Esse carnaval serviu, em especial, para que eu conseguisse dar um brilho nas partes que faltavam e apagar o que os outros carnavais haviam deixado. Pela primeira vez em quatorze anos eu tive um carnaval quase que inteiramente desprovido de obrigações. Tempo para ler mais, ouvir mais músicas, namorar mais, curtir mais cada parte da minha vida que foi parcialmente apagada; Tal qual a pintura de uma casa que se desgasta e precisa ser refeita, a minha vida também precisava. E foi.
Já faz algum tempo que tenho estabelecido um ‘namoro’ com a literatura brasileira, em alguns casos, como no excelente e obrigatório – “O frio aqui fora” do Cafiero -, senti o desejo de escrever uma resenha, tentando explicitar um pouco das sensações que o livro me causou. Por falta de tempo, na época, acabei deixando a emoção perder parte de sua força e, sem condições de abordar o mínimo possível de tudo que senti, deixei a oportunidade passar. Não cometerei o mesmo erro duas vezes.
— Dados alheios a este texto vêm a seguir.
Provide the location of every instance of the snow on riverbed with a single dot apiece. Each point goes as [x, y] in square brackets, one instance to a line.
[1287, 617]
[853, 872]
Se o Cafiero me trouxe de volta a essa terra de contrastes, Carrascoza acaba de me sepultar. Se quiser parar a leitura a partir deste trecho, tens o meu aval. O que virá em seguida talvez seja exagerado demais para que você suporte.
Carrascoza, paulista de Cravinhos, entrou para o meu seleto grupo de autores favoritos e livros favoritos com o indescritível “Aos 7 e aos 40".
Tal qual sugere o título, o romance é contado de maneira simultânea, duas épocas distintas da vida do protagonista: aos 7 e aos 40. Na primeira fase: a vida difícil do pai; a paciência da mãe; a cumplicidade do irmão e dos amigos; o barulho dos pássaros do vizinho - um velho senhor que lutara na II Guerra Mundial; as lágrimas do pai que sabiamente o menino finge não ver para não envergonhá-lo. Na segunda fase: quando todas as impressões só parecem confirmar que a primeira não deveria ter acabado, as obrigações de pai, as responsabilidades que parecem maiores a cada ‘desbotar’ da vida. Carrascoza nos conduz a esse universo particular de maneira sutil, crescendo ou diminuindo o ritmo para que cada relato, cada linha escrita, tenha o peso que a vida atribui a cada escolha ou renúncia. É impossível não sentir uma certa agonia, um certo desespero a cada dobrar de página. De tão genial cada parte do livro pode ser lida de maneira independente, você pode intercalar ou não as fases – recomendo que se intercale.
Tudo em aos 7 e aos 40 é dual, como se, no fim, o autor quisesse explicitar que o preço cobrado pela vida para que a gente saiba exatamente sua força jaz na certeza de que a gente nasce mesmo é para perder, mas que, também, acaba ganhando.